Our family has advocated for the US government to use every tool at its disposal to secure Paul's freedom. For better or worse, in this time of state-sponsored hostage taking - by Russia, China, Venezuela, Iran, etc. - one of those tools has been trades. A trade may involve concessions of people exchanged or other things desired by these bad actors. A few weeks ago, we saw that the US government was able to make a concession, bringing Trevor Reed home. One fewer wrongfully detained American.

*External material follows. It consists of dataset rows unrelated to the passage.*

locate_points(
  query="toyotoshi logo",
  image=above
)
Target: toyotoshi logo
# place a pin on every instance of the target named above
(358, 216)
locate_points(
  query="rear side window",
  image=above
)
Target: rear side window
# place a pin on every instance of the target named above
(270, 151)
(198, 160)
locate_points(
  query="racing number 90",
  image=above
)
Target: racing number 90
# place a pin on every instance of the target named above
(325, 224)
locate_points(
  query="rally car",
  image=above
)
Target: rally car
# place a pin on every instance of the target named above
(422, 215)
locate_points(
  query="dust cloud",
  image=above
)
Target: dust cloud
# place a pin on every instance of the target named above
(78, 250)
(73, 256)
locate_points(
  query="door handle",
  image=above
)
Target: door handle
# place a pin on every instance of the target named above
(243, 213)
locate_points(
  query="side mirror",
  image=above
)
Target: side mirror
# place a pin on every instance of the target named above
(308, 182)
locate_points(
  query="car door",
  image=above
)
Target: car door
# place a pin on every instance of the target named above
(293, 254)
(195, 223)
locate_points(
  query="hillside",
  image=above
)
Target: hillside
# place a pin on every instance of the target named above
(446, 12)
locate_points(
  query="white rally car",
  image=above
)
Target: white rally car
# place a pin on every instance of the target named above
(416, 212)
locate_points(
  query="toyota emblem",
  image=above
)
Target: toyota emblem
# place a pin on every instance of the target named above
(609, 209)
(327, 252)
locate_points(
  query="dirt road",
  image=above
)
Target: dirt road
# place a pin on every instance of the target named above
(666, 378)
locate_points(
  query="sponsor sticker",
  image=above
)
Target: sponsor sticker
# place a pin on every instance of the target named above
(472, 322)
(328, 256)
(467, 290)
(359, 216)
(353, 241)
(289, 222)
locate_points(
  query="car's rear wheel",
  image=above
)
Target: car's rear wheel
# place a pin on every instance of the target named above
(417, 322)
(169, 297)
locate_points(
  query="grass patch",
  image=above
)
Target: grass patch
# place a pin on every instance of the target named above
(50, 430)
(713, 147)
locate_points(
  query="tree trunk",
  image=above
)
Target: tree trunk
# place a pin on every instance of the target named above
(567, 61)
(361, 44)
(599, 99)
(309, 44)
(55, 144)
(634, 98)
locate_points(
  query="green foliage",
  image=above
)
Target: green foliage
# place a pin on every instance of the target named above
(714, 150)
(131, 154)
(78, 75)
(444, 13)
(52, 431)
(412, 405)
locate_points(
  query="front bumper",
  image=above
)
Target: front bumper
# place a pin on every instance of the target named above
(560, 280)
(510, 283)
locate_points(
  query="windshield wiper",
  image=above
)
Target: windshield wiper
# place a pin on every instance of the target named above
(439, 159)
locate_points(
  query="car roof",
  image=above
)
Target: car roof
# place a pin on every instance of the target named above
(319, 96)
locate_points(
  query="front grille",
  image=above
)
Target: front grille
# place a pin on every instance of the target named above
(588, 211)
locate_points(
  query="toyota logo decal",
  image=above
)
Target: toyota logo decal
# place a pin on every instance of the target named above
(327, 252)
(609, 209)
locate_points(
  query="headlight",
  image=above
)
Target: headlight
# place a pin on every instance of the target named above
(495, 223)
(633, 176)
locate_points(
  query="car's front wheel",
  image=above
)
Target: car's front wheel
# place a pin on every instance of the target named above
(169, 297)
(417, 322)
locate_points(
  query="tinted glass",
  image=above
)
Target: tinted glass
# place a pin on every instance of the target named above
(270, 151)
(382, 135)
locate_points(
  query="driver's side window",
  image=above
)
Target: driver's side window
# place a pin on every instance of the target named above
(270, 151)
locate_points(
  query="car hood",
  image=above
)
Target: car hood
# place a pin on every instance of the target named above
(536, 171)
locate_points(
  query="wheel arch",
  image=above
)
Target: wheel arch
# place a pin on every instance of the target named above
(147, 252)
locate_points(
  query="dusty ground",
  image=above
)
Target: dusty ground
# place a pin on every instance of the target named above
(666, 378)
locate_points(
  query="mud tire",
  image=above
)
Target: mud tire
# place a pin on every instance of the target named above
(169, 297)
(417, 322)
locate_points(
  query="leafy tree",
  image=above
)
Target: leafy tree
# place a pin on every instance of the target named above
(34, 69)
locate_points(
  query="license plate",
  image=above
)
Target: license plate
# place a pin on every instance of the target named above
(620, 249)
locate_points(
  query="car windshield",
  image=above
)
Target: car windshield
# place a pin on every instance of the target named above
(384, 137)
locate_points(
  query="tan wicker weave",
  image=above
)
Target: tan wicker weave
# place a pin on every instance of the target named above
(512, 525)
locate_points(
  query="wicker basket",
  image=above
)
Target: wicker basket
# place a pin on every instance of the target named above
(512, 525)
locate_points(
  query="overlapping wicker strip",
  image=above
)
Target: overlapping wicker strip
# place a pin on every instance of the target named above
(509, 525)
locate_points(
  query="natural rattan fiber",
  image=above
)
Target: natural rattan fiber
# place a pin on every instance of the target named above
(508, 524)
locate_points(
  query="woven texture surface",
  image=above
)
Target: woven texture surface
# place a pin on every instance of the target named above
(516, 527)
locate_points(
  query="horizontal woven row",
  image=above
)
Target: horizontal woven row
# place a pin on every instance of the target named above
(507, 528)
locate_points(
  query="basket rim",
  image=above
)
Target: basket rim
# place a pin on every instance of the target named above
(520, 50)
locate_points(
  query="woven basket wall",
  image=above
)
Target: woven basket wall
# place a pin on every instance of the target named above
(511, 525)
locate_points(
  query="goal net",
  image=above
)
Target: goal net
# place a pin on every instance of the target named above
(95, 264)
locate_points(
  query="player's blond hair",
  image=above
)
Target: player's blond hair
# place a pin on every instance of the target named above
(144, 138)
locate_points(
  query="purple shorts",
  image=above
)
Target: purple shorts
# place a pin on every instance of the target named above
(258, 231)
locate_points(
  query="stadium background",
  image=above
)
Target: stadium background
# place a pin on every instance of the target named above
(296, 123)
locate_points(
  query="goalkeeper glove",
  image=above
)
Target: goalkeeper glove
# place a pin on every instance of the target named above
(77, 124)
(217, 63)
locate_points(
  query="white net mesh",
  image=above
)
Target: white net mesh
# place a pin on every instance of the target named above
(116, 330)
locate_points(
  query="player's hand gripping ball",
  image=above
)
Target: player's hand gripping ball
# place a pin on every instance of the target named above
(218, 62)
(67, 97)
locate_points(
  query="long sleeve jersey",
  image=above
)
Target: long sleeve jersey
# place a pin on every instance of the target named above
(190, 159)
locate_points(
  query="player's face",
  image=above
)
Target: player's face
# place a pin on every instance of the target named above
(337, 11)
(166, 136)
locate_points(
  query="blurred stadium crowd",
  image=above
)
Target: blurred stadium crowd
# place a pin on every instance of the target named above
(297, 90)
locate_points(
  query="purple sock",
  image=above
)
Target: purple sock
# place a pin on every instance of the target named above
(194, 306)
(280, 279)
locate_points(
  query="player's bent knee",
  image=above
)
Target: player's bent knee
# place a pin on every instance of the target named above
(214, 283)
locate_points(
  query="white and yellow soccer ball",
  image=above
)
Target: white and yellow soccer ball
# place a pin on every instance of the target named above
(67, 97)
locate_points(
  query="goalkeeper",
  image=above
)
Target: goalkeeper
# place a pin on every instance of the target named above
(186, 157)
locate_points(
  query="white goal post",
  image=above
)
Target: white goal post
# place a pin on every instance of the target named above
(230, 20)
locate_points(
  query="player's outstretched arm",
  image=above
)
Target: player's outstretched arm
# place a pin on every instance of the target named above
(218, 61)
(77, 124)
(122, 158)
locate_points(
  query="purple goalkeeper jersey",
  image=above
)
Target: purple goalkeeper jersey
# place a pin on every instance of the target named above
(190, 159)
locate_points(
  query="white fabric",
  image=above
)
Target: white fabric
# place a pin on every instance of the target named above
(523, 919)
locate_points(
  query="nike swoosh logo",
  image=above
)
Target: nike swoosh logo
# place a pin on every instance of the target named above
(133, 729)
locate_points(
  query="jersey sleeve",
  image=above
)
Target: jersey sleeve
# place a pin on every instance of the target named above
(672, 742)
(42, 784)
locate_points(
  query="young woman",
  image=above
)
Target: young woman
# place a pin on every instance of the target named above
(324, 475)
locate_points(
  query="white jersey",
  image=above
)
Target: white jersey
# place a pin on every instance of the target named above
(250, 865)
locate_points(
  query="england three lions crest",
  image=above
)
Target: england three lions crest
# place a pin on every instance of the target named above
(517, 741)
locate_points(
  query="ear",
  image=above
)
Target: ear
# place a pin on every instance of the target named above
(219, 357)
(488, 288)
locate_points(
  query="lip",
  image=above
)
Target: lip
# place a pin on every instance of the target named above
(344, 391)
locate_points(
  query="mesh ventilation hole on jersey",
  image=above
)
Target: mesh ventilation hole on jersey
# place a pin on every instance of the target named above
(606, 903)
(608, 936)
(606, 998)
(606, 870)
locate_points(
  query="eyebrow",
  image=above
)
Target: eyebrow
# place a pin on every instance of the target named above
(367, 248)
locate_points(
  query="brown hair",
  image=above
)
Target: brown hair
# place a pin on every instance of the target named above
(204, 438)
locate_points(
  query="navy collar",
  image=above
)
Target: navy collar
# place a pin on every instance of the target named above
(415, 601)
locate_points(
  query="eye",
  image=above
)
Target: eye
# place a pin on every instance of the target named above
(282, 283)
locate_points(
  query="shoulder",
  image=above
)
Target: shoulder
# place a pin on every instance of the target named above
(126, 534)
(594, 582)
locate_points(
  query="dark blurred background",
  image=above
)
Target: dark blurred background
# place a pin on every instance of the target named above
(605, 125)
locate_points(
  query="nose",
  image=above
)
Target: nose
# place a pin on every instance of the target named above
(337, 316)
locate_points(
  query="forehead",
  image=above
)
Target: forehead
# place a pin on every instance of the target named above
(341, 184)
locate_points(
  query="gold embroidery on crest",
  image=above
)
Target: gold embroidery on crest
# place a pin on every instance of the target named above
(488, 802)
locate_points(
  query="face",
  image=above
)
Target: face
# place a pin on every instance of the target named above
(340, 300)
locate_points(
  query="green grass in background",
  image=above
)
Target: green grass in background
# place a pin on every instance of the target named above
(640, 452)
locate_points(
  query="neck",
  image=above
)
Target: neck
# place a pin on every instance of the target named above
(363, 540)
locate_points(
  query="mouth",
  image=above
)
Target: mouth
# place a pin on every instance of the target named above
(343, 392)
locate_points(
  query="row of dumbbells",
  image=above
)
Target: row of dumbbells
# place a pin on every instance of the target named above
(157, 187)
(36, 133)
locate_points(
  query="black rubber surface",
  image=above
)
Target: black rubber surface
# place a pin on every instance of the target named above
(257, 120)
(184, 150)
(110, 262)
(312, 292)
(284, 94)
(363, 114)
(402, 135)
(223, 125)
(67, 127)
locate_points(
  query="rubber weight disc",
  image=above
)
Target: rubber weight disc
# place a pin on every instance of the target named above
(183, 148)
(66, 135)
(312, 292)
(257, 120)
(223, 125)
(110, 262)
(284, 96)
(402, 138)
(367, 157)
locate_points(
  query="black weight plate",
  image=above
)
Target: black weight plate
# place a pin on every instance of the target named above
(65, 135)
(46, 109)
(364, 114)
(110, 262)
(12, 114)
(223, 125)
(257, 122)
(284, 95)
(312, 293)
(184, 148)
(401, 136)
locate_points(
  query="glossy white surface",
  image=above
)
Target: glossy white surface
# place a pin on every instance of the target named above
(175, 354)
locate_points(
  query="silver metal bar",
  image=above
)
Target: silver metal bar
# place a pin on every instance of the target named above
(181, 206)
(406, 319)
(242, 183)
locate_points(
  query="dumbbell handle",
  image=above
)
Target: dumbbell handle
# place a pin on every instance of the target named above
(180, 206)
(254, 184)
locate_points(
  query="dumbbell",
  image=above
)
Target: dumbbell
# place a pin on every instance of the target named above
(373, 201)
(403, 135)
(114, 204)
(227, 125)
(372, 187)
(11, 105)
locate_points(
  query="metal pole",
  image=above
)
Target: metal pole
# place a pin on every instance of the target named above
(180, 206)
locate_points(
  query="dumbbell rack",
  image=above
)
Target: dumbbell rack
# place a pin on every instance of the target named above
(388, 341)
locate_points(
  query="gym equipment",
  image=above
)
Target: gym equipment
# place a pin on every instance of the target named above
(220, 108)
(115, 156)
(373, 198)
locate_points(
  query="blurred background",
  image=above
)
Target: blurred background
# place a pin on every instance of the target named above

But no longer. As we understand it, the US Department of Justice will not support the release of any foreign nationals in their custody to free wrongfully detained Americans. It is not just that the Department of Justice has slammed the door on Paul, eliminating that option from the possible approaches the US government might take. The door was never open. The Department of Justice was not even willing to concede Konstantin Yaroshenko for Trevor Reed. That release would not have occurred if President Biden had not made the executive decision to act.
Why is the Department of Justice opposed to helping wrongfully detained Americans? Who has decided that the DOJ will not work with other parts of the Administration to help people like Paul? I don't know. We are at arms-length from the Executive branch agencies who make decisions surrounding concessions and recommend - or not, in the case of the DOJ - possible solutions for wrongful detainees o the President. We know, from Ambassador John Sullivan's statements to Russian press, that trades have been discussed as recently as the last few months.
That is the worst of it. The Department of Justice is disengaged from assisting in the process of freeing wrongfully detained Americans. Their risk-averse approach equates all prisoners in their custody as equal. It ignores the growing problem that wrongful detention of Americans can often only be solved by making concessions. The Department of Justice is not part of the solution, any solution. Diplomatic efforts by the State Department are just so much spitting in the wind if they are undermined at home.
It should not require the President to pry open the prison door of each wrongfully detained American as US agencies hold those doors closed. Even after 1200 days, Paul's release is as far away as ever if the US government still can't work to find creative solutions for these difficult wrongful detentions. A trade may or may not ever have helped Paul but, until the DOJ changes its stance, it will never help any of the Americans who have been held for months and years by foreign states.